The program for the Fox algorithm is completed by the definition of matmul. First in HPJava:
void matmul (float[[*,*]] c, float[[*,*]] b, float[[*,*]] c) { for (int i=0; i<B; i++) for (int j=0; j<B; j++) for (int k=0; k<B; k++) c[i,j]+=a[i,k]*b[k,j]; }
Translated naively to the adJava interface, this becomes:
public static void matmul(Section2ccF c, Section2ccF a, Section2ccF b) { for (int i=0; i<B; i++) for (int j=0; j<B; j++) for (int k=0; k<B; k++) c.dat()[c.pos(i, j)] += a.dat()[a.pos(i, k)] * b.dat()[b.pos(k, j)]; }
The methods dat and pos were introduced earlier.
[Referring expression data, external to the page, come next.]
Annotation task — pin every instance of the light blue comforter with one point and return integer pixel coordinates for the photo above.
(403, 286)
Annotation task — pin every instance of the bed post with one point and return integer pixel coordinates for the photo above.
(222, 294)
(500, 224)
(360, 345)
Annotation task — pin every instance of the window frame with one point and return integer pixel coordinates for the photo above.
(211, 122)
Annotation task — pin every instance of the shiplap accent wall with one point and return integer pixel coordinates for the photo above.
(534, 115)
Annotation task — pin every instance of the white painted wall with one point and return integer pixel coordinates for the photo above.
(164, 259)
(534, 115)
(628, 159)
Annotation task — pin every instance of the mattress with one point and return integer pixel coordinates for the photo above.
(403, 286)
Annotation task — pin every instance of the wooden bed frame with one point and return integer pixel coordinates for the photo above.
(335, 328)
It is clear that the segment of code above will have very poor run-time performance, because it involves many method invocations for each array element access. Because the array data is actually stored in a certain regularly strided section of a Java array, these calls are not really necessary. All that is needed is to find the address of the first array element, then write the other addresses as a linear expression in the loop variable and this initial value. The code above can be rewritten in the form given in figure 6. This optimization again exposes various low-level functions in the runtime--we omit details (see [3]). The effect is to compute the parameters of the linear expressions for the local address offsets. This allows inlining of the element calls. In this case the resulting expressions are linear in the induction variables of the for loops. If necessary the multiplications can be eliminated by standard compiler optimizations.
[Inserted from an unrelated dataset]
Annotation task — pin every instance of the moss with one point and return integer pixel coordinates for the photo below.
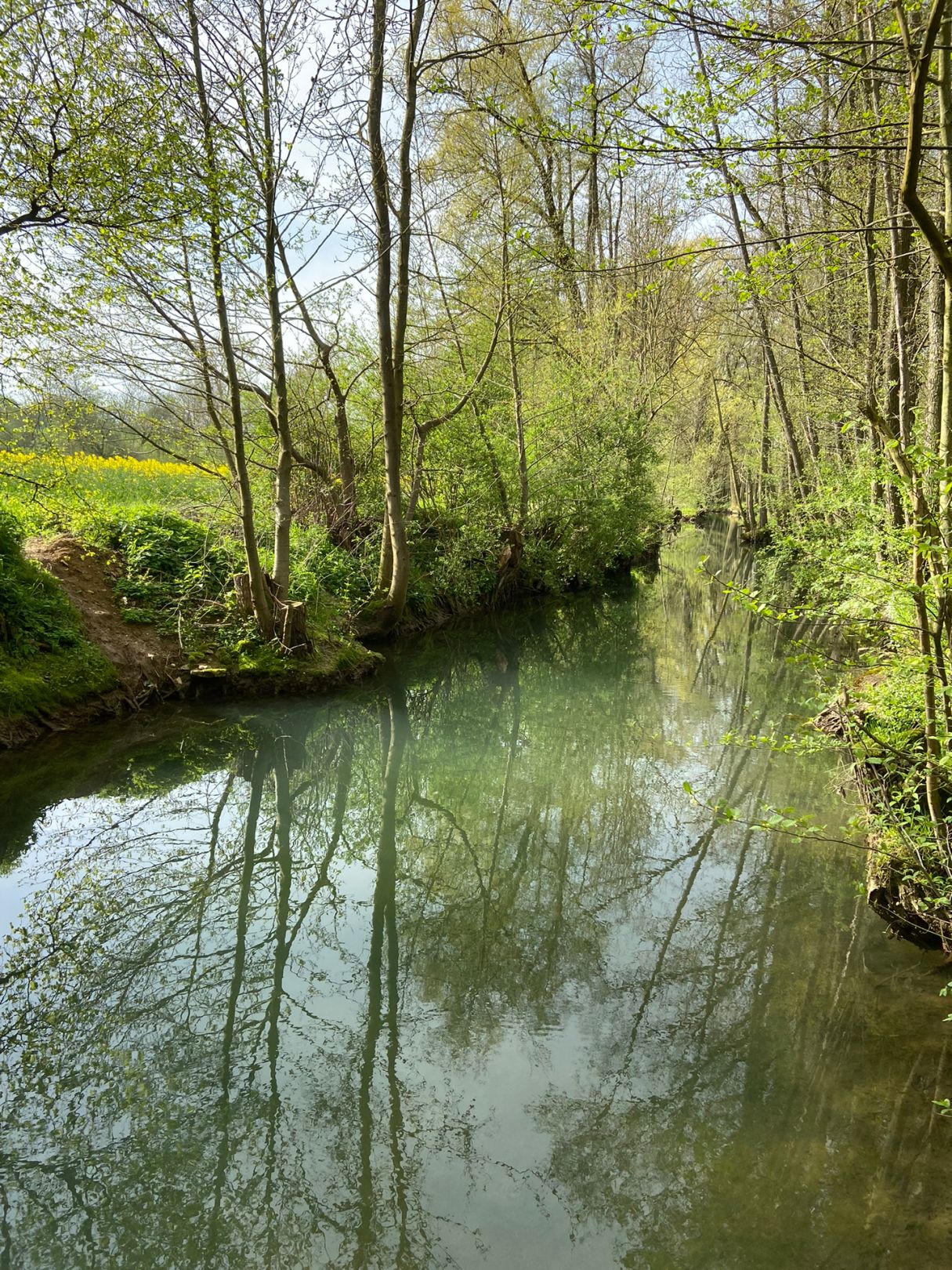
(47, 681)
Figure 6: Optimized translation of matmul
This segment of Java code will certainly run much faster. The drawback is that, compared with the first Java procedure, the optimized code is less readable. This is a simple example of the need for compiler intervention if the HPJava style of programming is to be made acceptable. Similar and more compelling examples arise in optimization of the overall construct. As described in [15] and illustrated in the example of the last section, a trivial implementation of the general overall construct is by a for loop surrounding an at construct. More sensibly, all the machines across a process dimension should simultaneously execute the body for all locally held locations in the relevant distributed range. Computation of the local offset of the array element can again be reduced to a linear expression in a loop variable instead of a function call.